In: Economics
What are the main features of the Cournot competition model and
the Betrand competition model, respectively? Given examples of
industries in our
real life that are suitable to fit Cournot competition and Betrand
competition, respectively, and explain why.
Cournot competition explains how in a market, firms in an industry compete against each other on the basis of the output they both produce. The output produced by the firms are not dependent on each other output price, quality or type. It is completely independent to both, and they decide the output on the basis of their own factors of production, market equilibrium and its own assessment of the market conditions. In a Cournot competition, the firms compete on the basis of their capital ingestion in to the production process, and on how much they can win the consumers trust to maximize the profit.
An example of Cournot competition is the market structure where PepsiCo and CocaCola compete against each other. Both the competitors operate in the same market; however, they do not decide the prices, output, or other factors depending on the market decisions of the other firm. They decide the output independently and attract their consumers to the best of their ability.
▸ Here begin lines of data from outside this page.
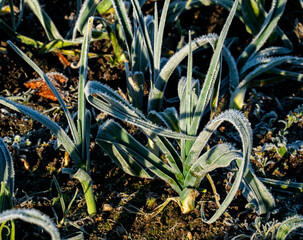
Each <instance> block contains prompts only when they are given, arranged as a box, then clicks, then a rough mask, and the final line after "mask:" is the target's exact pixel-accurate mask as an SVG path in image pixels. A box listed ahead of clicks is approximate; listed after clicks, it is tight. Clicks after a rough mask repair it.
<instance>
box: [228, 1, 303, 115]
mask: <svg viewBox="0 0 303 240" xmlns="http://www.w3.org/2000/svg"><path fill="white" fill-rule="evenodd" d="M286 2H287V1H286V0H273V1H272V6H271V9H270V10H269V12H268V13H266V12H265V10H264V4H265V3H264V1H253V0H245V1H242V4H241V6H242V8H243V11H242V12H243V18H244V20H245V23H246V24H247V25H248V27H249V29H250V30H251V31H252V32H253V33H254V35H255V36H254V38H253V40H252V41H251V43H250V44H249V45H248V46H247V47H246V48H245V49H244V51H243V52H242V53H241V55H240V56H239V58H238V59H237V61H235V59H233V57H232V56H231V54H229V60H227V61H228V64H229V66H230V70H233V71H234V72H235V73H234V77H233V78H231V77H229V79H230V93H231V99H230V108H235V109H241V108H242V107H243V104H244V97H245V93H246V90H247V88H249V87H256V86H259V87H260V86H265V85H273V84H278V83H280V82H281V81H285V80H286V79H291V80H296V81H301V80H302V77H303V74H302V72H301V71H299V69H300V68H302V65H303V58H300V57H293V56H288V55H285V54H289V53H290V52H291V51H292V45H291V43H290V41H289V40H288V38H287V37H286V36H285V34H284V33H283V32H282V31H281V30H280V29H279V28H278V25H277V24H278V21H279V20H280V18H281V16H282V14H283V11H284V9H285V5H286ZM244 13H245V14H244ZM251 15H252V16H251ZM251 20H254V21H255V22H252V21H251ZM278 35H279V36H280V37H281V39H282V41H283V43H284V47H275V46H270V47H267V48H265V49H262V47H264V46H265V44H266V43H270V42H271V41H272V40H274V39H275V38H276V36H278ZM261 49H262V50H261ZM227 59H228V58H227ZM231 65H233V66H232V67H231Z"/></svg>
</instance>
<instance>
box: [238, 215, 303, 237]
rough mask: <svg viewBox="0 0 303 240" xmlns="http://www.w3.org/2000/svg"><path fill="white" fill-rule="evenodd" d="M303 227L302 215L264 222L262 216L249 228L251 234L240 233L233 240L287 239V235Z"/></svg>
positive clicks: (293, 216) (288, 234)
mask: <svg viewBox="0 0 303 240" xmlns="http://www.w3.org/2000/svg"><path fill="white" fill-rule="evenodd" d="M300 227H301V228H302V227H303V218H302V216H298V215H295V216H293V217H290V218H288V219H286V220H284V221H283V222H278V221H277V220H273V221H268V222H265V223H264V222H263V220H262V218H260V217H257V218H256V219H255V222H254V223H252V224H251V226H250V227H249V229H250V230H251V232H252V234H251V235H246V234H240V235H238V236H236V237H234V238H232V240H239V239H250V240H274V239H276V240H285V239H286V238H287V236H288V235H289V234H290V233H291V232H292V231H294V230H296V229H297V228H300Z"/></svg>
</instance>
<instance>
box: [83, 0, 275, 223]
mask: <svg viewBox="0 0 303 240" xmlns="http://www.w3.org/2000/svg"><path fill="white" fill-rule="evenodd" d="M134 2H136V1H134ZM166 2H167V1H166ZM166 2H165V3H166ZM237 4H238V0H236V1H235V2H234V5H233V8H232V10H231V12H230V14H229V16H228V18H227V21H226V23H225V25H224V27H223V29H222V31H221V34H220V36H219V38H217V37H215V36H213V38H207V37H206V38H204V40H205V39H207V40H208V41H209V42H211V43H212V44H211V45H212V46H213V48H214V49H215V50H214V54H213V56H212V59H211V61H210V66H209V69H208V72H207V75H206V77H205V80H204V83H203V86H202V87H200V83H199V81H197V80H194V79H192V51H193V50H194V49H197V48H198V47H199V46H201V45H200V43H201V42H202V39H203V38H200V39H198V40H195V41H193V42H191V39H190V41H189V44H188V45H187V46H186V47H185V48H184V49H182V50H180V52H179V53H176V55H174V56H173V57H172V58H171V59H170V60H169V61H168V62H167V64H168V65H166V67H164V68H163V69H166V70H165V71H166V73H167V76H168V77H167V79H166V80H168V78H169V76H170V74H171V72H172V71H173V69H174V68H175V67H176V64H178V63H180V61H181V60H182V59H183V58H184V57H185V56H189V57H188V73H187V77H186V78H181V80H180V82H179V85H178V95H179V99H180V111H179V114H178V112H177V110H176V109H175V108H167V109H165V110H164V111H156V109H161V106H160V105H161V100H162V97H163V91H164V89H165V83H166V81H165V80H163V79H165V77H164V73H163V72H162V71H163V69H162V70H161V72H162V75H161V73H160V74H159V76H158V80H159V81H161V82H160V83H159V85H157V83H158V82H156V83H154V85H153V87H152V88H151V91H155V92H151V93H150V94H151V95H150V96H152V97H156V98H155V99H150V100H154V101H152V103H153V105H152V108H151V110H150V111H149V112H148V116H145V115H144V114H143V113H142V112H141V111H139V110H138V109H136V107H134V106H133V105H132V104H131V103H129V102H128V101H126V100H124V99H123V98H121V97H120V96H119V95H118V94H117V93H115V92H114V91H113V90H112V89H110V88H109V87H107V86H105V85H103V84H101V83H99V82H96V81H90V82H88V83H87V85H86V88H85V93H86V97H87V100H88V102H89V103H90V104H92V105H93V106H94V107H96V108H97V109H100V110H101V111H103V112H105V113H107V114H110V115H112V116H113V117H115V118H117V119H119V120H122V121H126V122H129V123H131V124H133V125H135V126H137V127H138V128H139V129H140V130H141V131H142V132H143V133H144V134H145V136H146V142H147V141H148V140H150V141H152V143H153V144H154V145H155V146H156V147H157V148H158V151H152V150H150V149H149V148H147V147H145V145H144V143H141V142H142V140H141V141H140V142H139V141H138V140H136V139H135V138H134V137H133V136H131V135H130V134H129V133H128V132H127V131H126V130H125V129H123V127H122V126H121V125H120V124H118V123H116V122H115V121H113V120H108V121H106V122H105V123H103V124H102V125H101V126H100V128H99V131H98V134H97V137H96V142H97V143H98V144H99V145H100V146H101V147H102V148H103V149H104V150H105V152H106V153H107V154H108V155H109V156H110V157H111V158H112V159H113V161H114V162H115V163H116V164H117V165H118V166H119V167H121V168H122V169H123V170H124V171H125V172H126V173H128V174H130V175H134V176H138V177H144V178H153V177H155V176H157V177H159V178H161V179H162V180H164V181H165V182H167V183H168V184H169V185H170V186H171V187H172V188H173V189H174V190H175V191H176V193H177V194H178V197H175V198H171V199H167V201H166V202H165V203H164V204H163V205H161V206H160V207H159V208H158V209H156V213H157V212H159V211H161V209H163V207H164V206H165V205H166V204H167V203H168V202H169V201H170V200H174V201H176V202H177V203H178V204H179V206H180V208H181V211H182V213H188V212H191V211H192V210H193V209H194V208H195V199H196V196H197V192H198V191H197V189H198V188H199V186H200V183H201V181H202V180H203V179H204V178H205V177H207V178H208V179H211V177H210V175H209V173H210V172H212V171H214V170H215V169H217V168H222V167H227V166H229V165H231V164H232V165H233V166H234V167H235V168H237V173H236V176H235V179H234V182H233V185H232V187H231V189H230V191H229V193H228V194H227V196H226V198H225V199H224V201H223V202H222V204H220V203H219V204H218V205H219V208H218V209H217V211H216V212H215V213H214V214H213V216H212V217H211V218H210V219H207V218H206V216H205V214H204V208H203V206H202V208H201V216H202V220H203V221H205V222H207V223H212V222H214V221H216V219H218V218H219V217H220V216H221V215H222V213H223V212H224V211H225V210H226V208H227V207H228V206H229V204H230V202H231V201H232V199H233V198H234V196H235V194H236V192H237V190H238V189H239V188H240V189H241V190H242V192H243V194H244V196H246V198H247V199H248V201H249V202H250V204H249V206H254V207H255V210H256V211H257V212H258V213H260V214H265V213H268V211H269V210H270V209H271V208H272V207H273V206H274V200H273V198H272V196H271V194H270V193H269V192H268V190H267V189H266V188H265V186H264V185H263V184H262V183H261V182H260V180H259V179H258V178H257V177H256V176H255V174H254V173H253V172H252V170H251V168H250V166H249V159H250V154H251V149H252V131H251V128H250V124H249V122H248V120H247V119H246V118H245V117H244V115H243V114H241V113H240V112H238V111H236V110H228V111H226V112H223V113H221V114H220V115H218V116H217V117H215V118H212V119H211V121H210V122H209V123H208V124H207V125H206V126H205V127H204V129H203V130H202V131H201V132H200V133H199V134H197V133H198V129H199V127H200V122H201V119H202V117H203V116H204V113H205V110H206V107H207V105H208V104H210V105H211V106H212V105H216V104H215V102H216V101H215V99H216V96H217V89H219V86H220V84H219V83H220V69H221V54H222V49H223V43H224V40H225V38H226V35H227V31H228V28H229V26H230V24H231V21H232V18H233V16H234V14H235V11H236V8H237ZM134 11H135V10H134ZM162 14H163V13H162ZM210 39H212V40H213V41H211V40H210ZM205 41H206V40H205ZM186 50H187V53H185V51H186ZM182 57H183V58H182ZM180 59H181V60H180ZM158 80H157V81H158ZM157 87H158V88H157ZM212 96H213V97H212ZM211 98H212V99H211ZM155 103H157V104H160V105H155ZM212 103H213V104H212ZM212 117H213V116H212ZM159 122H162V123H163V124H164V125H165V126H166V128H165V127H162V126H159V125H156V124H155V123H159ZM222 122H229V123H231V124H232V125H233V126H234V127H235V129H236V130H237V132H238V133H239V135H240V138H241V140H242V151H238V150H236V149H235V148H233V147H232V146H231V145H230V144H227V143H223V144H218V145H215V146H213V147H212V148H211V149H210V150H208V151H207V150H206V149H207V148H206V146H207V142H208V140H209V138H210V137H211V135H212V134H213V133H214V131H216V129H217V128H218V127H219V126H220V124H221V123H222ZM170 139H175V141H170ZM179 149H180V150H179ZM210 182H211V183H212V181H211V180H210ZM213 186H214V185H213Z"/></svg>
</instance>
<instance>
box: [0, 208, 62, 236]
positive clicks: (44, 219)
mask: <svg viewBox="0 0 303 240" xmlns="http://www.w3.org/2000/svg"><path fill="white" fill-rule="evenodd" d="M16 219H20V220H23V221H25V222H28V223H33V224H35V225H38V226H40V227H42V228H43V229H44V230H45V231H46V232H47V233H49V235H50V236H51V239H52V240H60V239H61V238H60V233H59V230H58V228H57V227H56V225H55V224H54V223H53V222H52V220H51V219H50V218H49V217H48V216H47V215H45V214H43V213H41V212H40V211H38V210H35V209H11V210H6V211H4V212H3V213H0V223H2V225H1V227H2V226H3V223H6V222H7V221H13V220H16ZM1 239H2V238H1ZM10 239H11V240H14V239H15V231H12V232H11V233H10Z"/></svg>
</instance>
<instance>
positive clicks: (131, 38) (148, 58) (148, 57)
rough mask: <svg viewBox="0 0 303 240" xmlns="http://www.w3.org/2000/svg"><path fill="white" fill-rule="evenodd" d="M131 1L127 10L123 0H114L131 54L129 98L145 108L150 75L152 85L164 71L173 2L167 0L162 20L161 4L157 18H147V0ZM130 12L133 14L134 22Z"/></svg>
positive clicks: (125, 40)
mask: <svg viewBox="0 0 303 240" xmlns="http://www.w3.org/2000/svg"><path fill="white" fill-rule="evenodd" d="M130 2H131V5H130V6H129V8H128V11H127V9H126V5H125V3H124V2H123V1H119V0H112V4H113V7H114V9H115V12H116V16H117V18H118V22H119V25H120V26H121V30H122V33H123V38H124V39H123V40H124V43H125V46H126V50H127V55H128V59H127V61H126V62H125V69H126V80H127V92H128V98H129V101H130V102H131V103H132V105H133V106H135V107H136V108H137V109H139V110H142V109H143V96H144V83H145V78H146V75H149V77H148V80H149V81H150V85H151V86H152V85H153V83H154V82H155V80H156V78H157V77H158V75H159V72H160V67H161V49H162V41H163V33H164V27H165V20H166V16H167V10H168V7H169V2H170V1H169V0H165V2H164V6H163V9H162V15H161V18H160V21H159V19H158V18H159V17H158V9H157V3H155V14H154V17H152V16H150V15H148V16H146V17H143V13H142V11H141V5H142V4H143V3H144V2H145V1H139V0H131V1H130ZM131 7H132V8H131ZM131 10H133V11H131ZM128 14H129V15H131V14H132V15H133V21H132V23H131V20H130V19H131V16H128Z"/></svg>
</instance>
Bertrand competition on the contrary also explains how in a market, firms in an industry compete against each other on the basis of the output they both produce. But, the output produced by the firms are completely dependent on each other’s output price, quality or type. It is completely dependent on both, and they decide the output on the basis of their interaction to set up the product output or prices of the product. They also determine what type of product is to be produced and the quality of the product. In a Bertrand competition, the firms compete on the basis of their mutual adjustment in the market, and feed of each other policy decisions.
An example of Bertrand competition is the market structure where Cadbury and Nestle compete against each other. Both the competitors operate in the same market, and, they decide the prices, output, and other factors depending on the market decisions of the other firm. They decide the output dependently and attract their common consumers to the best of their ability, on the basis of the consumers taste, as here, the consumers is nearly indifferent to either of the products.